昭和基地で必要な建築資材や燃料・観測機器・食糧は、年に1回だけの「しらせ」ですべて運ぶ。「しらせ」は約1000トンの荷物を積んで運ぶことができ、総勢230人の乗員・観測隊員を乗せて、約4万キロを航続できる。

「しらせ」のブリッジ

基地を出発する「しらせ」と
見送る越冬隊員

トピック

「しらせ」船内郵便局

「しらせ」と「昭和基地」には郵便局があり、郵便物に記念のスタンプの押印の依頼ができる。年に1往復しかしないため、年に一度「しらせ」が出航する直前に受け付けられる。
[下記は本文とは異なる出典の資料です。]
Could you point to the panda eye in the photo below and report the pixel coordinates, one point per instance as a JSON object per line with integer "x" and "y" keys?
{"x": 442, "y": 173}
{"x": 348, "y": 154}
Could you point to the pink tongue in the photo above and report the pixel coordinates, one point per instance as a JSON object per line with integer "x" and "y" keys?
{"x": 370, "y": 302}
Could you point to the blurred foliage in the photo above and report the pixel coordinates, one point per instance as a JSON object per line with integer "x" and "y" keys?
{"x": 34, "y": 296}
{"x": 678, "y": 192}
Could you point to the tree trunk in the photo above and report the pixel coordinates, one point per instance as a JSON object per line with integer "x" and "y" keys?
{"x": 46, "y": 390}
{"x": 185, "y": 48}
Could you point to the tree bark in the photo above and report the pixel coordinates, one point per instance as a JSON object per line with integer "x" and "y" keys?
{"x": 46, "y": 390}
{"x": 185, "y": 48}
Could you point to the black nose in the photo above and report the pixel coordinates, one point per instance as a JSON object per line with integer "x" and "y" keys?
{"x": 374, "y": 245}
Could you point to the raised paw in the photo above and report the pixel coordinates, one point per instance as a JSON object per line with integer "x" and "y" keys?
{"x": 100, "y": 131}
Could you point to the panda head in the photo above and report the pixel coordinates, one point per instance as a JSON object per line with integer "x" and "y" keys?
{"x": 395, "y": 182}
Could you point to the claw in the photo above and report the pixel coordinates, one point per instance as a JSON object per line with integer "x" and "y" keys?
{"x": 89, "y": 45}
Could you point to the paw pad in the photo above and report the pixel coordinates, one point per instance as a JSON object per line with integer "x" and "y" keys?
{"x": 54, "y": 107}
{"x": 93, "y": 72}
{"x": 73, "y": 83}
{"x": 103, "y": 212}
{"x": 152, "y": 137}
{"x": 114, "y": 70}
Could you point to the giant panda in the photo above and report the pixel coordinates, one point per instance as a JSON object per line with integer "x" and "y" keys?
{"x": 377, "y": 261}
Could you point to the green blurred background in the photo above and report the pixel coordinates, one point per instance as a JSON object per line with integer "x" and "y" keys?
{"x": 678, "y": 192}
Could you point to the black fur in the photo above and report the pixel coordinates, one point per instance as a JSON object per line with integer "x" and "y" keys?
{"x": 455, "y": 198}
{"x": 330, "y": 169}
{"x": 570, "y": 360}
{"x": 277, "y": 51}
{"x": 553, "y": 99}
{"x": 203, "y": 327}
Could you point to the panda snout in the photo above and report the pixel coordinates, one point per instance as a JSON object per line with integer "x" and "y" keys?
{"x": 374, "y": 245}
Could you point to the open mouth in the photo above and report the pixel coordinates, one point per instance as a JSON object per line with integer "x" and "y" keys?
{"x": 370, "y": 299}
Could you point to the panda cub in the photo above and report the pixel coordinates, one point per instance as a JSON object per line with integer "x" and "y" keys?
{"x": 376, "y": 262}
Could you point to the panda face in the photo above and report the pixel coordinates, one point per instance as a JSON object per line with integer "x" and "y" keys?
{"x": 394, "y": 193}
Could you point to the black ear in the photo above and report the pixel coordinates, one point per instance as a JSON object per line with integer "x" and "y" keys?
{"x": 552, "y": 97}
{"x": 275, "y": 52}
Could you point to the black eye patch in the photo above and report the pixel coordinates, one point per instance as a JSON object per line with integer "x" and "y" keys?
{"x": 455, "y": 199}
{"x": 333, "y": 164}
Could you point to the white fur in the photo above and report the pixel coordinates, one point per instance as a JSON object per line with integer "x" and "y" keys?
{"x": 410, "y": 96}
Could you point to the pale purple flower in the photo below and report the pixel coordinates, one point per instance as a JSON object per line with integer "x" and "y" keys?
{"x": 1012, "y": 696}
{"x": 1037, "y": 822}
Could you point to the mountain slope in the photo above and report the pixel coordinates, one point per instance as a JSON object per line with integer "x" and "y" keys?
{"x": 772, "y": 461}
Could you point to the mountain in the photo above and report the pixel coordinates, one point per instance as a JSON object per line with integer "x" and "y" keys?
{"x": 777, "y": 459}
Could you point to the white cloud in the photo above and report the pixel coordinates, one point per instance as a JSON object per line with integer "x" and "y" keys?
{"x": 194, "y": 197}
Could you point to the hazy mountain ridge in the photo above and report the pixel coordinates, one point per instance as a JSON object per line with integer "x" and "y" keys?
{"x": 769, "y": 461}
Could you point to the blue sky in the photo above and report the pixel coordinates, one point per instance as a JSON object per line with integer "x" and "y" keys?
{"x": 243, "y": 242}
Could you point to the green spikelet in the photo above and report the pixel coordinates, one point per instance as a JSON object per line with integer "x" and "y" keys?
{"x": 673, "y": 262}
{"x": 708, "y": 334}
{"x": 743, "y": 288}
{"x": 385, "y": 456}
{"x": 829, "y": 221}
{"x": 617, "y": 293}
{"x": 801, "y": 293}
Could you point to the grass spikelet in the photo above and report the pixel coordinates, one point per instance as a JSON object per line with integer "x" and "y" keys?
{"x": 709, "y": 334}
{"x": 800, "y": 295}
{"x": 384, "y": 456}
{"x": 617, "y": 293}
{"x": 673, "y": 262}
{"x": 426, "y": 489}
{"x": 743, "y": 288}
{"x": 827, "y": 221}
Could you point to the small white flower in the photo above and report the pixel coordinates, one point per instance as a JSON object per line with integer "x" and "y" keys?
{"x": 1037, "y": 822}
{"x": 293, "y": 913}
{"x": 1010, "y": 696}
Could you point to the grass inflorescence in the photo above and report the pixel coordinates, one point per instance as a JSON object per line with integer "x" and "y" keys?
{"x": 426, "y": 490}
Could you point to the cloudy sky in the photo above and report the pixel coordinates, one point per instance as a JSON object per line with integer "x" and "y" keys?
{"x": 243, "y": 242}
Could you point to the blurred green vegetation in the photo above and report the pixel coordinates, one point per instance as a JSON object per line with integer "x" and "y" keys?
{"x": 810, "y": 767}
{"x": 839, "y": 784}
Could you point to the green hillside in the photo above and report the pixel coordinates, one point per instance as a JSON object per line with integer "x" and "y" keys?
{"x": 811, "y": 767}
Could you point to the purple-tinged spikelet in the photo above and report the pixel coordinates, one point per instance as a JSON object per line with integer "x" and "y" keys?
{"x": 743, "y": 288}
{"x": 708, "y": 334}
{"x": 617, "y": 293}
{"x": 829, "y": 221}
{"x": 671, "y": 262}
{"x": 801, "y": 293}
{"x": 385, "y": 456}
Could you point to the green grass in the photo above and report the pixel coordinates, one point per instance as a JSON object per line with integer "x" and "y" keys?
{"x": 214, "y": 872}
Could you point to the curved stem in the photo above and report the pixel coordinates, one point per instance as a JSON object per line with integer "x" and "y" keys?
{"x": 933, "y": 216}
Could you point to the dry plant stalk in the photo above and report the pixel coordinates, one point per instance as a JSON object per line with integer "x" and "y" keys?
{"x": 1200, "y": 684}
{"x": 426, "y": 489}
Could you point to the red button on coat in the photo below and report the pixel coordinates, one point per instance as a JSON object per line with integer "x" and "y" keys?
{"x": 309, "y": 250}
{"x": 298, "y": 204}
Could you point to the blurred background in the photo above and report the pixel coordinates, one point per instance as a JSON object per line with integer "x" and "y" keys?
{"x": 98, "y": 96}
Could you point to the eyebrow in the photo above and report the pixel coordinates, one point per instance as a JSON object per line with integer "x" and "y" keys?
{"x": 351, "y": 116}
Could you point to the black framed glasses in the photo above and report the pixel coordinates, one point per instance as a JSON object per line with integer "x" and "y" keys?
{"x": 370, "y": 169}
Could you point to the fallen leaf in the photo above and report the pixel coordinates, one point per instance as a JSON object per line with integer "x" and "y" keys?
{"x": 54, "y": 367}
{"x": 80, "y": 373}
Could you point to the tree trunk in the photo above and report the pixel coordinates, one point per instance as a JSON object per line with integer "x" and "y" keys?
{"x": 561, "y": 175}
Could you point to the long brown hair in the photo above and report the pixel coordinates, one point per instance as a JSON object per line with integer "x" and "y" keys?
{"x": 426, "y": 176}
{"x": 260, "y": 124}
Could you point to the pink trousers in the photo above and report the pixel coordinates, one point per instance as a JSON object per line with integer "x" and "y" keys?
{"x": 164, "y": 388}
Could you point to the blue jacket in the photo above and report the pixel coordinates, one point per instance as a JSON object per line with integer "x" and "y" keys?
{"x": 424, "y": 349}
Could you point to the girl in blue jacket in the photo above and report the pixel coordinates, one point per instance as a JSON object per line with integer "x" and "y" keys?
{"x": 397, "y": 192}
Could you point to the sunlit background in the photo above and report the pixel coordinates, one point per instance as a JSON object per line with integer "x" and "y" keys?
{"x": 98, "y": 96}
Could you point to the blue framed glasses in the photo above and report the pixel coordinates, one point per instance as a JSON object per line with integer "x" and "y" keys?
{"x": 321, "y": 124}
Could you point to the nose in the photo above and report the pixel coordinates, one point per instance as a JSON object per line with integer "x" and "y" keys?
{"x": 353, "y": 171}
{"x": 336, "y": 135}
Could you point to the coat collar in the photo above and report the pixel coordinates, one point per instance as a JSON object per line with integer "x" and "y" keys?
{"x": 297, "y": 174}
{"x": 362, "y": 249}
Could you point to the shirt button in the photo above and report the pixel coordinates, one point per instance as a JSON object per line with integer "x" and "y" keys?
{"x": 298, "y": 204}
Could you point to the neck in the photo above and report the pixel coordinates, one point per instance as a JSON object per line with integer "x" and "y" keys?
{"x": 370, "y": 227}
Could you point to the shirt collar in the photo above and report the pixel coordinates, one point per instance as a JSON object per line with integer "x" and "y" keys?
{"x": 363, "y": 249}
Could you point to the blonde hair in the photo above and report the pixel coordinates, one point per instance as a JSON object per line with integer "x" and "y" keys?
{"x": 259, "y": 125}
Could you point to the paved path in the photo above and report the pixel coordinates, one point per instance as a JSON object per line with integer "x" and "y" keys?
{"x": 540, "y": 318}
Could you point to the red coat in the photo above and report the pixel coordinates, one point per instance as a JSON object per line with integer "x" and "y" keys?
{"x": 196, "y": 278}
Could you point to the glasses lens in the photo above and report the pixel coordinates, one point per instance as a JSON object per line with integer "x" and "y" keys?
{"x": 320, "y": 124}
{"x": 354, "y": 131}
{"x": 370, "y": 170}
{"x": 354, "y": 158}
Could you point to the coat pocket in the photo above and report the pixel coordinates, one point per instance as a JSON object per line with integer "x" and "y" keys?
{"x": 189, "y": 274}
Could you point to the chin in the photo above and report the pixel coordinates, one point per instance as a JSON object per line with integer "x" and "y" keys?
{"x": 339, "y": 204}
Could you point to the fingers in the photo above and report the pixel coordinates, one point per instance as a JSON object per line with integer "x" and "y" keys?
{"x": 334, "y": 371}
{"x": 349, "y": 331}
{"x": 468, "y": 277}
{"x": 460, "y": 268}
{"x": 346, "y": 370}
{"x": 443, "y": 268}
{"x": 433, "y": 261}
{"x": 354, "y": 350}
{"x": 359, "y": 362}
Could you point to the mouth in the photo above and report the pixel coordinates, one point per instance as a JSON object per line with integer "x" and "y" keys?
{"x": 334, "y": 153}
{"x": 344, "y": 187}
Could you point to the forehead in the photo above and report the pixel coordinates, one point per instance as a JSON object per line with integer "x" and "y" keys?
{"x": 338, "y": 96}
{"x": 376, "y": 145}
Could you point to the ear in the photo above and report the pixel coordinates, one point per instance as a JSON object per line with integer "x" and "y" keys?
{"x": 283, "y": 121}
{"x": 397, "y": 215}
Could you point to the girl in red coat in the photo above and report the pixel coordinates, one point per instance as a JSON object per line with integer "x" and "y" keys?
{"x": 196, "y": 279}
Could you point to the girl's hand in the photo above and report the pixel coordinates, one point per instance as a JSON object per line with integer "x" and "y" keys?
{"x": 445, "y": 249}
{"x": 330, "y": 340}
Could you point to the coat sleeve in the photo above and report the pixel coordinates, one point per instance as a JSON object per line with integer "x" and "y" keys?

以下の住所に郵便物を投函する。

〒100-8799 
東京都千代田区丸の内2丁目7-2
東京中央郵便局気付
「しらせ船内郵便局」しらせ宛
「昭和基地内郵便局」昭和基地宛

せっかくの機会を逃さないために、郵便局に問い合わせるか、日本郵政のホームページを見て確認してから出してみよう。

ビデオ解説

「しらせ」の司令塔・ブリッジ

艦長以下「しらせ」を運航するスタッフがいるブリッジは、180度海が見渡せる広い部屋だ。艦橋の上には、気象観測用のレーダーや衛星通信用レーダー、日本との通信がおこなえる遠距離通信アンテナなど、高度な通信・観測の設備がある。

ヘリコプターの飛行甲板

後部デッキには広い飛行甲板とヘリ格納庫があり、MH-53E級という大型ヘリが発着できる。格納庫の上にタワー型の航空管制室がある。昭和基地に接岸できない場合など、大活躍する大型輸送用ヘリ2台、氷上などの偵察用の小型ヘリ1台、計3台の艦載ヘリは、海上自衛隊の館山航空基地の所属だ。

貨物搬送の設備

船首部分の内部は大きな貨物室になっている。雪上車など大型の貨物は、デッキの上のハッチからクレーンで直接積み込まれる。また後部の飛行甲板に貨物用のエレベーターが2基設置されていて、下層にある貨物室に荷物を降ろす。前後に2台づつ4本のクレーンがある。